A pergunta não deixa de conter a resposta. A causa da crise do coronavírus é o coronavírus. As pessoas informadas que não se curvam servilmente a ideologias sabem que, desde 2007, cientistas chineses alertaram para a bomba relógio que eram os mercados de animais vivos do país, e em especial o hábito de comer morcegos.

Primeiro os bichos ficam empilhados, transmitindo secreções e vírus uns aos outros. Depois, o homem come essa sopa biológica. Vírus é uma forma de vida que sofre mutações com muita facilidade e a grande novidade ocorrida em Wuhan foi esse vírus da família corona passar de homem para homem.

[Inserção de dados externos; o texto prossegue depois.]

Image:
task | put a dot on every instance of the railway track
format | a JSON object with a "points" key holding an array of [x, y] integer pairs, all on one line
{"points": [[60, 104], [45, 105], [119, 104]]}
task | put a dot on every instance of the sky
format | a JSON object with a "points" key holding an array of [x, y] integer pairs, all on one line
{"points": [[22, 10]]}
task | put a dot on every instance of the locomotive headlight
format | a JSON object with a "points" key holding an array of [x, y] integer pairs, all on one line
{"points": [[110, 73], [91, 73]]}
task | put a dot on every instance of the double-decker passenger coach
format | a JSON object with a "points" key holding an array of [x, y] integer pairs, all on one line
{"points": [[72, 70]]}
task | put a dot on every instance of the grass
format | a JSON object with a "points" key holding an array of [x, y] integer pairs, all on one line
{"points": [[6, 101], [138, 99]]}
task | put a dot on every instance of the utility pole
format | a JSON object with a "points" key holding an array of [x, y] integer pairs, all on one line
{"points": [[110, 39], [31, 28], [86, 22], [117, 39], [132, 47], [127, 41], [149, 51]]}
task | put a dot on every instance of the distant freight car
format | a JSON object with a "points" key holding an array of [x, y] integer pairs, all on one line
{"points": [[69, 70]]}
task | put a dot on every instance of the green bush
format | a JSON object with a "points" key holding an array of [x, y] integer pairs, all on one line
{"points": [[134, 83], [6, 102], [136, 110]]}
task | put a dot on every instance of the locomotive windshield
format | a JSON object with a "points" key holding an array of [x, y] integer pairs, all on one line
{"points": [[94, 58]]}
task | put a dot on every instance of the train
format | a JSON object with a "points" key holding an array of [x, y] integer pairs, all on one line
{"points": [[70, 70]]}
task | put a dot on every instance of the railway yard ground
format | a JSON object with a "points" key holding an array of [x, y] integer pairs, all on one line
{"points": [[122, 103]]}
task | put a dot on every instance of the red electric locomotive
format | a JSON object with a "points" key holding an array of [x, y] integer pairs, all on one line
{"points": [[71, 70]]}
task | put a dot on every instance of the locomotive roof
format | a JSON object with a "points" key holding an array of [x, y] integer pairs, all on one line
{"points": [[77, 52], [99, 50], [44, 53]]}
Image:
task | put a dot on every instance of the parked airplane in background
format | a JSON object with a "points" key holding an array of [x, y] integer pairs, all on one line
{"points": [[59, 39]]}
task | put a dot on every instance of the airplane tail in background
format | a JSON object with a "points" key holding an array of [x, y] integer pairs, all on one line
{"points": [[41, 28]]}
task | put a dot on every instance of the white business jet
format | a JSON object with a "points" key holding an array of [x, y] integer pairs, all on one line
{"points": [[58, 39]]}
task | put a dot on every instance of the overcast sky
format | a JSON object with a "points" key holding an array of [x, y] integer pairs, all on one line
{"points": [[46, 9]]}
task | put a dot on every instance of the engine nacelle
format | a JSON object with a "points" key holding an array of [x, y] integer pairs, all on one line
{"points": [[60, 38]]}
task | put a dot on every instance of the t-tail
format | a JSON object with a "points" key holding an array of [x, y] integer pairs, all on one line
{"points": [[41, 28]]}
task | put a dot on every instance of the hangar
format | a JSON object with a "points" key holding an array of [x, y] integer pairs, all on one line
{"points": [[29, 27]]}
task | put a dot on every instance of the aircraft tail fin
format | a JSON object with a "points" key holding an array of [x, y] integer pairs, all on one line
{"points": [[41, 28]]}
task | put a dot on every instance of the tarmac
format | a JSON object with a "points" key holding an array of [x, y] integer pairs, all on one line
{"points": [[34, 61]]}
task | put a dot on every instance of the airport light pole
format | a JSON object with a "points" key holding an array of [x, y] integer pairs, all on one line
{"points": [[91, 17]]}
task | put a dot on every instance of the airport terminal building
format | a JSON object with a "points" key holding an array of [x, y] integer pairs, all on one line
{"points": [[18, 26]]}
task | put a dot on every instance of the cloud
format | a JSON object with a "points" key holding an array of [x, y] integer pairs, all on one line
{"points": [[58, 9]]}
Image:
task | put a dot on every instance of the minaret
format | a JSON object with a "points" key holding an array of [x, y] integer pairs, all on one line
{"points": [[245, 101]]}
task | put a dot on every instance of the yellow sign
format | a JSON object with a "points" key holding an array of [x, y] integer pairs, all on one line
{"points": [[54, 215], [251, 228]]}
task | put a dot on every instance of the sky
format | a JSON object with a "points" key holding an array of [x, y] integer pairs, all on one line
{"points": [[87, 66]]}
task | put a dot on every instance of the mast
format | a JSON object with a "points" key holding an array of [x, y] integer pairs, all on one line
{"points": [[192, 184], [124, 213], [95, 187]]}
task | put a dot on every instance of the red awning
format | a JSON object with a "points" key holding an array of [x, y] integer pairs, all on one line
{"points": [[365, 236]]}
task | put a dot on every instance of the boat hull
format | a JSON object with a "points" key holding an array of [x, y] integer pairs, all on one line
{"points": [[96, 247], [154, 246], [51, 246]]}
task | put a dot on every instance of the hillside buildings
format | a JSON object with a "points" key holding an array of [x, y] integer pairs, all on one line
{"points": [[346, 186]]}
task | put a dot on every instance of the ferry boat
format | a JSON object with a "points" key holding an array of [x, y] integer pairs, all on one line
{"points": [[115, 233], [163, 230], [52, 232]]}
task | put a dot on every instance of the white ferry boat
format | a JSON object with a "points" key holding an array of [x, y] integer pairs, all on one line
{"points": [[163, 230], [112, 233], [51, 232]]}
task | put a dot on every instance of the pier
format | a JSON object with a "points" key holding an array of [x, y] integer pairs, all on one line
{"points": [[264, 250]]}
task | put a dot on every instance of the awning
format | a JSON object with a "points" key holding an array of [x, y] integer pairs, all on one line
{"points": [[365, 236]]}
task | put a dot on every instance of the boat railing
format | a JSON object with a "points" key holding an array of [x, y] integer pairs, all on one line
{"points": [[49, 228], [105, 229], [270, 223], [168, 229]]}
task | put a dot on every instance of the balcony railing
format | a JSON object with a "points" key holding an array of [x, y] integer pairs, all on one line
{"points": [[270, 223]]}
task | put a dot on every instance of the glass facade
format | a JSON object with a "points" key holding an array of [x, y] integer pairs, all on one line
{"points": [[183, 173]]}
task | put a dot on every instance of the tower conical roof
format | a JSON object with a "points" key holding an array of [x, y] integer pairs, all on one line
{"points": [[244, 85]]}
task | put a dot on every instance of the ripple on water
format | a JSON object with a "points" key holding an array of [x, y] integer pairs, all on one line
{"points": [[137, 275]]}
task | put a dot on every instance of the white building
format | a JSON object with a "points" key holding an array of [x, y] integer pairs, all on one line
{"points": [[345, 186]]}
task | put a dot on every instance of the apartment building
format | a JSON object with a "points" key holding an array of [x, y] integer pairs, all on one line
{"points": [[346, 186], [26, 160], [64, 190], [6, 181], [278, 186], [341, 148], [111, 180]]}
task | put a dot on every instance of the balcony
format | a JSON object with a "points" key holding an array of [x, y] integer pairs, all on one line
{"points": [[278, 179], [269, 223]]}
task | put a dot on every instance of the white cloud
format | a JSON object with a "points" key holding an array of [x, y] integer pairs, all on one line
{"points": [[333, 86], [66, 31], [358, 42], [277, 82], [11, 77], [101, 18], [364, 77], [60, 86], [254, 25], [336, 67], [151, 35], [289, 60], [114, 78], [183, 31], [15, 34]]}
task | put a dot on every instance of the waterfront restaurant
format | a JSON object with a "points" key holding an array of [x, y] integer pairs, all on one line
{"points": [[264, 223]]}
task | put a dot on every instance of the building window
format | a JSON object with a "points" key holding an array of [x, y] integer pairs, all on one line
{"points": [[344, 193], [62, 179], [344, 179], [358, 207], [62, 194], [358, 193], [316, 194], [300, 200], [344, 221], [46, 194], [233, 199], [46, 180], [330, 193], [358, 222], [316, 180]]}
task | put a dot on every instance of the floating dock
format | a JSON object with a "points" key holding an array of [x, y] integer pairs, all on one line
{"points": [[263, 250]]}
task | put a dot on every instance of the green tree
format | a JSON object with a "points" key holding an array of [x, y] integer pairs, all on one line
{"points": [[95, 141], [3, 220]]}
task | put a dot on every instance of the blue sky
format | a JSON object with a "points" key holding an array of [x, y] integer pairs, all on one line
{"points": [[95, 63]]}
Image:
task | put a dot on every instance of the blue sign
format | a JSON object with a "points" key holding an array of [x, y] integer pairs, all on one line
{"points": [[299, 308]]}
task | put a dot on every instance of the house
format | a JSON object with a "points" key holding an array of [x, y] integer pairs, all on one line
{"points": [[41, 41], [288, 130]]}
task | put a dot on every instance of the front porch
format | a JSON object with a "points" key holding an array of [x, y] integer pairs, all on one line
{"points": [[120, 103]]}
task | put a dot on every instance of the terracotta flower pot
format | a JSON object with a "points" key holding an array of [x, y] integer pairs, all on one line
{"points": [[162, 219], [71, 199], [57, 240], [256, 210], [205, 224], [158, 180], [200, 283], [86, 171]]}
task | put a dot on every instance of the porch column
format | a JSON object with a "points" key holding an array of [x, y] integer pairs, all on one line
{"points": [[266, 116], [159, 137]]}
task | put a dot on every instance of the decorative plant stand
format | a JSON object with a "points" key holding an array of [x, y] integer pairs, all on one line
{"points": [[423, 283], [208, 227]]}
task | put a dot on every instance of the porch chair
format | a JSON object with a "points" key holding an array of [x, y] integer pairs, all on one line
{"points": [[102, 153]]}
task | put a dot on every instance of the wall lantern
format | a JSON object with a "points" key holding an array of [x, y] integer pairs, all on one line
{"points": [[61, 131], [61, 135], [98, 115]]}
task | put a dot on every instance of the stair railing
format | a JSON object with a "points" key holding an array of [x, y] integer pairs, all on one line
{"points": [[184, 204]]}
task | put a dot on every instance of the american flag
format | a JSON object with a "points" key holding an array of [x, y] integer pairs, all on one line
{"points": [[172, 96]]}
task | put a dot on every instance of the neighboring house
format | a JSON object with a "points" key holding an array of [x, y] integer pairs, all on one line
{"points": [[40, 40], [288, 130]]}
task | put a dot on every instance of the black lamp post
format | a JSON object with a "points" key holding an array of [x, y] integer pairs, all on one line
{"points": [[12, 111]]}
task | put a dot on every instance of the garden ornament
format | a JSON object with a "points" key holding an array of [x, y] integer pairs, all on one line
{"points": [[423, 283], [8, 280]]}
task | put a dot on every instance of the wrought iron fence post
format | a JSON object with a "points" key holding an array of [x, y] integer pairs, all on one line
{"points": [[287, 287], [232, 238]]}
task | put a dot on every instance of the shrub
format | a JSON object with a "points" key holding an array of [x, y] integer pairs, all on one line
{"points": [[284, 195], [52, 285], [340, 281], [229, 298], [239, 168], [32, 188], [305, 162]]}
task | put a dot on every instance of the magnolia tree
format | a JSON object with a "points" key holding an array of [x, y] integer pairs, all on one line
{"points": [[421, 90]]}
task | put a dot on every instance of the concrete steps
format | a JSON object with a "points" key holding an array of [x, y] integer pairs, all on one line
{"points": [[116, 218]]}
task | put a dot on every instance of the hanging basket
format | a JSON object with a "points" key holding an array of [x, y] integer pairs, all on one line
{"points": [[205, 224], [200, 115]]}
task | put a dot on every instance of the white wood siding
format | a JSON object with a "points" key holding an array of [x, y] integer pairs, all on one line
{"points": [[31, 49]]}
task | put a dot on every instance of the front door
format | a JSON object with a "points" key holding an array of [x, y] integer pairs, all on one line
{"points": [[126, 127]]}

Era de esperar que alguém que comeu um morcego infectado ficasse doente, mas não que transmitisse a doença a outro homem que não teve nada com o morcego.

Uma vez que se note essa transmissão, é necessário alertar as autoridades sanitárias do governo para que tomem medidas. Ainda em dezembro de 2019, o médico Li Wenliang descobriu isso, contou para os colegas por meio de chat e suas descobertas ganharam repercussão. Que fez o Partido Comunista chinês? Puniu-o por divulgar boatos, proibiu-o de trabalhar e o obrigou a assinar um documento em que ele se comprometia a não repetir as coisas que dissera.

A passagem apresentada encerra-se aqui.